Das Hauptdirektorat für Aufklärung (GUR) des ukrainischen Verteidigungsministeriums hat auf dem analytischen Portal War&Sanctions eine Liste von 54 russischen Betrieben veröffentlicht, die zum Konzern „Radioelektronische Technologien“ (KRET) gehören oder unter dessen Verwaltung stehen – einer Struktur der staatlichen Korporation „Rostech“. Wie RBC-Ukraine unter Berufung auf Materialien des Portals berichtet, unterliegen etwa ein Drittel der veröffentlichten Fabriken – 19 von 54 – derzeit den Sanktionen keiner einzigen Länder der Sanktionskoalition. Die Veröffentlichung ist bereits die zehnte Offenlegung von Daten zu Rostech-Konzernen im Abschnitt „Rüstungsindustrie des Aggressors“, in dem derzeit Informationen zu 764 Betrieben der Korporation zusammengeführt sind.
Produktumfang: von elektronischer Kampfführung bis Bordgeräten der Luftfahrt
Laut Aufklärungsdaten sind die Betriebe des KRET-Konzerns auf die Entwicklung und Herstellung von Systemen und Mitteln der elektronischen Kampfführung, von Freund-Feind-Erkennungssystemen sowie von Bord-Elektronik für russische Jagdflugzeuge und Hubschrauber spezialisiert. Zum Produktumfang gehören Elektromotoren, Navigations- und Steuerungssysteme für unbemannte Luftfahrzeuge, Anti-Drohnen-Systeme und Fernsteuerplattformen für Maschinengewehre. Damit deckt die veröffentlichte Liste ein breites Spektrum von Komponenten ab, die für die Segmente der Luftfahrtwaffen, der unbemannten Luftfahrzeuge und der Flugabwehr von kritischer Bedeutung sind.

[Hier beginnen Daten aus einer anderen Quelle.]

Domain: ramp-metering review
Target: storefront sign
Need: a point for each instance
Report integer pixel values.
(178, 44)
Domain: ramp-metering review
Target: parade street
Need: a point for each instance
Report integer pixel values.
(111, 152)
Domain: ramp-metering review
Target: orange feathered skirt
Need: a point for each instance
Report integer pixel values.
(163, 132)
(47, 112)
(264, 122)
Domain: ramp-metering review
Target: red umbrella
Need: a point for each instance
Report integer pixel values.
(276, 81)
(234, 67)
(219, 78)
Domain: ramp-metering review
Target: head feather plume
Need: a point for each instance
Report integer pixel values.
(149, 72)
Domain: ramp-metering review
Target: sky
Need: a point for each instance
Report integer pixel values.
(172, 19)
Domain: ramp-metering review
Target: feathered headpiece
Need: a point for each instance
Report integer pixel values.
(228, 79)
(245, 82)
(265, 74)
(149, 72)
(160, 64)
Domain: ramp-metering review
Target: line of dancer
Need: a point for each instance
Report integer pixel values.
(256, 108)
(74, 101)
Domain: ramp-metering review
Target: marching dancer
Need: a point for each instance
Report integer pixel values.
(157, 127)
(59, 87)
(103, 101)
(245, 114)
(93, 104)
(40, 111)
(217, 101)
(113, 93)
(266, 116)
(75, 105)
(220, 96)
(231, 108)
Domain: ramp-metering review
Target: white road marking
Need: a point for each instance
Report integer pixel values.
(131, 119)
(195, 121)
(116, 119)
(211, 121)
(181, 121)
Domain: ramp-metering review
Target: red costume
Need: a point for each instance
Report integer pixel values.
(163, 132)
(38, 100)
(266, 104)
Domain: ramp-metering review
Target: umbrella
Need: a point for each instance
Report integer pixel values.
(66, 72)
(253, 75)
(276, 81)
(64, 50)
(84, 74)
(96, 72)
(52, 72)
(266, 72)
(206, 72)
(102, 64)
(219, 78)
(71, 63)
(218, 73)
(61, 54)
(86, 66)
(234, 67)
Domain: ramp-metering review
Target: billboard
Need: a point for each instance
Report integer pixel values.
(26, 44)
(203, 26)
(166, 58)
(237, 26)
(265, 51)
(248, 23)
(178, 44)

Verbindung zur Produktion ballistischer Raketen
Das GUR hob insbesondere die Rolle des KRET in den Lieferketten für ballistische Raketen hervor. So produziert und liefert die Stawropoler Fabrik „Signal“ Sätze von Störsendern S200A1 für die Raketen 9M723 „Iskander-M“, während das Kalugaer Forschungsinstitut für Radiotechnik Blöcke der radiotechnischen Schutzsysteme 3B228 für die Raketen 3M22 „Zirkon“ liefert. Diese Daten fügen sich in einen breiteren Kontext ein: Der Aufklärungsvertreter Wadym Skybytskyi erklärte, dass die russische Rüstungsindustrie allein im September mindestens 100 ballistische Raketen, darunter „Iskander“ und S-400, zu produzieren plane, und warnte vor der Vorbereitung von Tests eines neuen Typs ballistischer Raketen mit einer Reichweite von bis zu 800 Kilometern, die bis Jahresende gegen Ziele in den westlichen Regionen der Ukraine eingesetzt werden könnten.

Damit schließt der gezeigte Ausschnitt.